Ainsi le Luxembourg avec ses partenaires est profondément préoccupé par les récents événements en Ukraine, en Crimée ainsi que dans l’est et le sud-est du pays. Nous soutenons l’unité, la souveraineté, l’indépendance et l’intégrité territoriale de l’Ukraine et nous condamnons l’annexion de la Crimée par la Russie, qui est une violation flagrante du droit international. Le Luxembourg veut croire qu’il est encore possible de régler la crise par des moyens pacifiques, en premier lieu dans les enceintes multilatérales, mais aussi par le dialogue direct entre Kiev et Moscou. A cet égard nous sommes encouragés par le processus engagé à Genève le 17 avril. Nous saluons l'engagement pris par les participants à cette réunion afin d'œuvrer en faveur d'une désescalade véritable sur le terrain.

Monsieur le Président,

Excellences,

Mesdames et Messieurs,

Si la Pologne et le Luxembourg sont aujourd’hui partenaires dans les organisations européennes et les autres grandes enceintes internationales, nos relations bilatérales ont franchi un pas décisif avec l’ouverture d’ambassades dans nos capitales respectives. Malgré des échanges et des investissements très appréciables, nos relations économiques sont loin d’avoir développé tout leur potentiel. L’importante délégation de chefs d’entreprises qui m’accompagne mettra j’en suis sûr à profit ce déplacement pour explorer de nouvelles opportunités d’affaires avec les homologues polonais. Dans le domaine de la logistique notamment, les positions géographiques respectives de nos deux pays peuvent se révéler comme étant source de développement et de prospérité.

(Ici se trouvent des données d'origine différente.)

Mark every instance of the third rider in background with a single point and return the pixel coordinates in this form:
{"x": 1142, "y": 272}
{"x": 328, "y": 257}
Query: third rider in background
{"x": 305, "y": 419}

Par-delà l’économie, n’oublions pas la richesse essentielle, à savoir l’aspect humain. J’exprime l’espoir que la présente visite en Pologne renforce encore les liens d’amitié entre nos deux peuples en favorisant la connaissance mutuelle. Les 4000 Polonais qui résident au Grand-Duché sont je crois de formidables ambassadeurs pour notre pays et un apport remarquable à notre société multiculturelle. Je voudrais à cet endroit leur exprimer ma profonde reconnaissance.

Monsieur le Président,

Excellence,

Mesdames et Messieurs,

C’est le célèbre écrivain Witold Gombrowicz qui écrivait que chacun porte son bonheur en soi. Je pense que cet adage s’applique aussi bien aux nations qu’aux personnes : la République de Pologne et le Grand-duché de Luxembourg portent également leur bonheur en eux. C’est dans cet esprit qu’avec la Grande-Duchesse, je vous invite à lever votre verre et à boire à la santé du Président de la République de Pologne et de Madame Komorowska et à l’amitié entre nos peuples.